А потом арабы повернулись и бросились на караван и перебили людей, не пощадив никого из отряда Ала-аддина, и взвалили тюки на спину мулов и уехали.
И Ала-ад-дин сказал себе: «Тебя убьет только твой мул и вот эта одежда», — и стал снимать с себя одежду и бросил ее на спину мула, пока на нем не остались рубаха и подштанники, и только.
И он повернулся ко входу в палатку и увидел перед собой пруд из крови, в котором струилась кровь убитых, и начал валяться в ней в рубахе и подштанниках, так что стал точно убитый, утопающий в крови.
Вот что было с Ала-ад-дином. Что же касается шейха арабов Аджлана, то он спросил у своих людей:
«О арабы, этот караван идет из Каира или выходит из Багдада?..»
И Шахразаду застигло утро, и она прекратила дозволенные речи.
Двести пятьдесят пятая ночь
Когда же настала двести пятьдесят пятая ночь, она сказала: «Дошло до меня, о счастливый царь, что бедуин спросил у своих людей: «О арабы, этот караван идет из Каира или выходит из Багдада!» И ему ответили: «Он идет из Каира в Багдад». — «Вернитесь к убитым, я думаю, что владелец каравана не умер», — сказал он; и арабы вернулись к убитым и снова стали бить мертвых мечами и копьями и дошли до Алаад-дина, который бросился на землю среди убитых.
И дойдя до него, они сказали: «Ты притворился мертвым, но мы убьем тебя до конца», — и бедуин вынул копье и хотел вонзить его в грудь Ала-ад-дину.

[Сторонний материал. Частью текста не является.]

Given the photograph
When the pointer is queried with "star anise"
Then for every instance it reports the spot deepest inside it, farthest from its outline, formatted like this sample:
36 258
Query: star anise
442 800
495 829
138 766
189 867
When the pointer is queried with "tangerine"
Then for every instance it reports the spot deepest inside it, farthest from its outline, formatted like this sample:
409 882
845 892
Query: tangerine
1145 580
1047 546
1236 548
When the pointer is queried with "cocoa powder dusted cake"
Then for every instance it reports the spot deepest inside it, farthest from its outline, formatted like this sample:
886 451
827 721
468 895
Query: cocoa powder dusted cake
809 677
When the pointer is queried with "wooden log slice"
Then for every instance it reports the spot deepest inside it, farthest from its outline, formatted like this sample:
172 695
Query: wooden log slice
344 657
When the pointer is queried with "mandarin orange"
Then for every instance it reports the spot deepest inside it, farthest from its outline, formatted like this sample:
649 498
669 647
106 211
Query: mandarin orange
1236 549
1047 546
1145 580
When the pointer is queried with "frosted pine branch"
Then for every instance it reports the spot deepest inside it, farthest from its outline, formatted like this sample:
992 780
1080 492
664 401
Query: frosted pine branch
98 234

И тогда Ала-ад-дин воскликнул про себя: «Благослови, о Абд-аль-Кадир, о гилянец!» — и увидел руку, которая отвела копье от его груди к груди начальника Кемаль-ад-дина, верблюжатника, и бедуин ударил его копьем и не прикоснулся к Алаад-дину.
И потом они взвалили тюки на спину мулов и ушли, и Ала-ад-дин посмотрел и увидел, что птицы улетели со своей добычей. И он сел прямо и поднялся и побежал; и вдруг бедуин Абу-Наиб сказал своим товарищам: «О арабы, я вижу что-то вдали»; и один из бедуинов поднялся и увидел Ала-ад-дина, который убегал. «Тебе не поможет бегство, раз мы сзади тебя!» — воскликнул Аджлан и, ударив своего коня пяткой, поспешил за Ала-ад-дином.
А Ала-ад-дин увидал перед собой пруд с водой и рядом с ним водохранилище, и влез на решетку водохранилища, и растянулся, и притворился спящим, говоря про себя: «О благой покровитель, опусти твой покров, который не совлекается».
И бедуин остановился перед водохранилищем и, поднявшись на стременах, протянул руку, чтобы схватить Ала-ад-дина. И Ала-ад-дин воскликнул: «Благослови, о госпожа моя Иафиса [272], вот время оказать помощь!» И вдруг бедуина ужалил в руку скорпион, и он закричал и воскликнул: «Ах, подойдите ко мне, о арабы, я ужален».И бедуин сошел со спины коня, и его товарищи пришли к нему и опять посадили его на коня и спросили: «Что с тобой случилось?» И он отвечал: «Меня ужалил детеныш скорпиона»; и арабы увели караван и ушли.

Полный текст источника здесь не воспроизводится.